7.3 Injective and surjective maps of presheaves

Definition 7.3.1. Let \mathcal{C} be a category, and let \varphi : \mathcal{F} \to \mathcal{G} be a map of presheaves of sets.

  1. We say that \varphi is injective if for every object U of \mathcal{C} the map \varphi _ U : \mathcal{F}(U) \to \mathcal{G}(U) is injective.

  2. We say that \varphi is surjective if for every object U of \mathcal{C} the map \varphi _ U : \mathcal{F}(U) \to \mathcal{G}(U) is surjective.

Lemma 7.3.2. The injective (resp. surjective) maps defined above are exactly the monomorphisms (resp. epimorphisms) of \textit{PSh}(\mathcal{C}). A map is an isomorphism if and only if it is both injective and surjective.

Proof. We shall show that \varphi : \mathcal{F} \to \mathcal{G} is injective if and only if it is a monomorphism of \textit{PSh}(\mathcal{C}). Indeed, the “only if” direction is straightforward, so let us show the “if” direction. Assume that \varphi is a monomorphism. Let U \in \mathop{\mathrm{Ob}}\nolimits (\mathcal{C}); we need to show that \varphi _ U is injective. So let a, b \in \mathcal{F}(U) be such that \varphi _ U (a) = \varphi _ U (b); we need to check that a = b. Under the isomorphism (7.2.1.1), the elements a and b of \mathcal{F}(U) correspond to two natural transformations a', b' \in \mathop{\mathrm{Mor}}\nolimits _{\textit{PSh}(\mathcal{C})}(h_ U, \mathcal{F}). Similarly, under the analogous isomorphism \mathop{\mathrm{Mor}}\nolimits _{\textit{PSh}(\mathcal{C})}(h_ U, \mathcal{G}) = \mathcal{G}(U), the two equal elements \varphi _ U (a) and \varphi _ U (b) of \mathcal{G}(U) correspond to the two natural transformations \varphi \circ a', \varphi \circ b' \in \mathop{\mathrm{Mor}}\nolimits _{\textit{PSh}(\mathcal{C})}(h_ U, \mathcal{G}), which therefore must also be equal. So \varphi \circ a' = \varphi \circ b', and thus a' = b' (since \varphi is monic), whence a = b. This finishes (1).

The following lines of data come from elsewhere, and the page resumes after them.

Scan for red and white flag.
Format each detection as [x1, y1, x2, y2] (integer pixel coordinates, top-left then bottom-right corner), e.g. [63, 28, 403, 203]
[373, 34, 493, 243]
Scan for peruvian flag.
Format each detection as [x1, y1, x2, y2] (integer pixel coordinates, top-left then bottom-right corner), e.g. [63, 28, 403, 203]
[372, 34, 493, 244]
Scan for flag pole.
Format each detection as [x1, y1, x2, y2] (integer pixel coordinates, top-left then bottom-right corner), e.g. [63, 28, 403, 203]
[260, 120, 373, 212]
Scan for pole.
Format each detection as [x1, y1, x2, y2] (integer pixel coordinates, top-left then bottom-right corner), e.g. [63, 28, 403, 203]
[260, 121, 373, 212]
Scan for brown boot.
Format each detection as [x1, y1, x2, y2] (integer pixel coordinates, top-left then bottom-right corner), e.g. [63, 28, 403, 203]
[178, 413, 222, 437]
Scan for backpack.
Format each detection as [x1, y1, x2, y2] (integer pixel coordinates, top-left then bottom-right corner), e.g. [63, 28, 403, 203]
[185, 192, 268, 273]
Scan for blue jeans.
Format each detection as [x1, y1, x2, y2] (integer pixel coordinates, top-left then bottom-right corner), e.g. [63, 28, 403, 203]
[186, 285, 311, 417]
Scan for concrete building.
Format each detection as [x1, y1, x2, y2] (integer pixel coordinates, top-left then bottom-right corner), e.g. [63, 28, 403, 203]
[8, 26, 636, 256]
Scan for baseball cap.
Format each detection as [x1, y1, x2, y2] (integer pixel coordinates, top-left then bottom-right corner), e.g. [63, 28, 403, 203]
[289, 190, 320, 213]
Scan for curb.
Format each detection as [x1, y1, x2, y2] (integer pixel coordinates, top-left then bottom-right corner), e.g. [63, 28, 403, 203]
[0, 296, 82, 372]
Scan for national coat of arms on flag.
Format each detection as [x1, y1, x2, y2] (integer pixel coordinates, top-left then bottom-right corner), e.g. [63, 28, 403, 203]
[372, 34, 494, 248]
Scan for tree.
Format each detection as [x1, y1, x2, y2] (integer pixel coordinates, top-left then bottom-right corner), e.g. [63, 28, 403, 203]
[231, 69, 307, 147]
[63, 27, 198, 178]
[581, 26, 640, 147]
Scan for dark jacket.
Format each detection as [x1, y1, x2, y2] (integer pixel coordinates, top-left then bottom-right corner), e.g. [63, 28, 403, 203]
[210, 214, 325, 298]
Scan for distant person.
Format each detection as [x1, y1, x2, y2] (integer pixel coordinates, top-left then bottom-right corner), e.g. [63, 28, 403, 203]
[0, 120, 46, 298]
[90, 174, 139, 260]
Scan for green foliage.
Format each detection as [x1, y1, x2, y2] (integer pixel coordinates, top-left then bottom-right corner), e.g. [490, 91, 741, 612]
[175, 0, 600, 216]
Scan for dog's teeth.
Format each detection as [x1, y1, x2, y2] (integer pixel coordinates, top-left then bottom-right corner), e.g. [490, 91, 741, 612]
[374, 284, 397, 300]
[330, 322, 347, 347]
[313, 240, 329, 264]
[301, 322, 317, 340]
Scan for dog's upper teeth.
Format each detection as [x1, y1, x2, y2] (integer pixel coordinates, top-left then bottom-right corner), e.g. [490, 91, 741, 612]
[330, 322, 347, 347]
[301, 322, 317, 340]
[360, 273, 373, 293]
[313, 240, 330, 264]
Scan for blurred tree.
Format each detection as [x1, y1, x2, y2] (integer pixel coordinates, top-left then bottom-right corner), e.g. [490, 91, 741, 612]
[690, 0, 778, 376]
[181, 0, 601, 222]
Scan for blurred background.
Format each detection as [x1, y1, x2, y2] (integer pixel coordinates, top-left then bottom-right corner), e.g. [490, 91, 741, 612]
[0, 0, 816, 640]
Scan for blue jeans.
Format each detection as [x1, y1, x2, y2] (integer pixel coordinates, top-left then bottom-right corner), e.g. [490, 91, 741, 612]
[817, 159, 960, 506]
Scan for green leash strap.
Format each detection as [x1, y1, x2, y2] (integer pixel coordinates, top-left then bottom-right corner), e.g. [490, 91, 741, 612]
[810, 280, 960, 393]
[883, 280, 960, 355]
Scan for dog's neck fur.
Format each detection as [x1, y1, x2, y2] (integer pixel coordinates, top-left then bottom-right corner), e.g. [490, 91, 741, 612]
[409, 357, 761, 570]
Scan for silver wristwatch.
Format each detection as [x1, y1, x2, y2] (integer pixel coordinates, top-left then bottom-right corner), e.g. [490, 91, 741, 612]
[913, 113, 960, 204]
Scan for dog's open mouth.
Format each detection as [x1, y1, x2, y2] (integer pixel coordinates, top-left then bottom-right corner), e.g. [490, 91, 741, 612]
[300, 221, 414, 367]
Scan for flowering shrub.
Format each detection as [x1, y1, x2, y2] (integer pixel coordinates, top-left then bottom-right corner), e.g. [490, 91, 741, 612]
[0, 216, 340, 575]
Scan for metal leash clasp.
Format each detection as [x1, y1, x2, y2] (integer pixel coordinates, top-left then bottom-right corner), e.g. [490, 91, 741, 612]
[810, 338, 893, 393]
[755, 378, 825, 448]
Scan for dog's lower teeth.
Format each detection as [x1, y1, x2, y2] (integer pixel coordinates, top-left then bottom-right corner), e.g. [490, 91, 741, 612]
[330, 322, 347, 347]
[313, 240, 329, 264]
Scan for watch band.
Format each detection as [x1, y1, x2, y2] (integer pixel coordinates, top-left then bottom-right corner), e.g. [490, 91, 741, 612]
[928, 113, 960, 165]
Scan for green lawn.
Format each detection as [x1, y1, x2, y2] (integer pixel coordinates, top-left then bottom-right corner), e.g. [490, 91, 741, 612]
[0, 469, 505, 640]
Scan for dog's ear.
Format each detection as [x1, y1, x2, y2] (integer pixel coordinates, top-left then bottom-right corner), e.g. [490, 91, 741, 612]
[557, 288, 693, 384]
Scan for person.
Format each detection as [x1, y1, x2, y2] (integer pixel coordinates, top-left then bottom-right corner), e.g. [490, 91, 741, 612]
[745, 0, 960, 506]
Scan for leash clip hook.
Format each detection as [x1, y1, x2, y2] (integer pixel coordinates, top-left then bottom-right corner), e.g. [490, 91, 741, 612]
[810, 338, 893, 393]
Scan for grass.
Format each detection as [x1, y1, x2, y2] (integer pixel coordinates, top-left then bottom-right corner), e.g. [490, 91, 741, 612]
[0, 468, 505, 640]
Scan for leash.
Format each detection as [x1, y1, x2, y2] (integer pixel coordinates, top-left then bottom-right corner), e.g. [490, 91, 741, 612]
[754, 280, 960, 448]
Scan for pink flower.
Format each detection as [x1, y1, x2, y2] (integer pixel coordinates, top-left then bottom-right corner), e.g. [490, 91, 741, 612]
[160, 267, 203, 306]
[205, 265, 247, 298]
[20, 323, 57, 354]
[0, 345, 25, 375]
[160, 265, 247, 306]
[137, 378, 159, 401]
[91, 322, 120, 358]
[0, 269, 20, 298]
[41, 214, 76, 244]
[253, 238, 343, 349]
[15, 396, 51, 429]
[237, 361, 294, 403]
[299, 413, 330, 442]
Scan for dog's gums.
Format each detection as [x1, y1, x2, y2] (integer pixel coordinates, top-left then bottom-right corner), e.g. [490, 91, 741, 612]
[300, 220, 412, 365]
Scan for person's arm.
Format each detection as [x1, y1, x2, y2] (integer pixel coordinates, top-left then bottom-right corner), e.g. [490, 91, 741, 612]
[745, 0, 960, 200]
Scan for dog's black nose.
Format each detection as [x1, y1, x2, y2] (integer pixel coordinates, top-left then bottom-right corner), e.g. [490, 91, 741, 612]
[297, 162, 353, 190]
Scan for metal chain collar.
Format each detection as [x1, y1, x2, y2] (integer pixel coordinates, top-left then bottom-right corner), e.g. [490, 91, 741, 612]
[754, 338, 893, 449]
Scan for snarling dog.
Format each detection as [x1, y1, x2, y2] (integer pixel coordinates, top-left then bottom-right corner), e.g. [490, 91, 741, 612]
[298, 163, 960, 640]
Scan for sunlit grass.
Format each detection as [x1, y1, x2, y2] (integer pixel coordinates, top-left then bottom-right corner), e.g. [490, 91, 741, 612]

We shall show that \varphi : \mathcal{F} \to \mathcal{G} is surjective if and only if it is an epimorphism of \textit{PSh}(\mathcal{C}). Indeed, the “only if” direction is straightforward, so let us show the “if” direction. Assume that \varphi is an epimorphism.

For any two morphisms f : A \to B and g : A \to C in the category \textit{Sets}, we let \text{inl}_{f,g} and \text{inr}_{f,g} denote the two canonical maps from B and C to B \coprod _ A C. (Here, the pushout is evaluated in \textit{Sets}.)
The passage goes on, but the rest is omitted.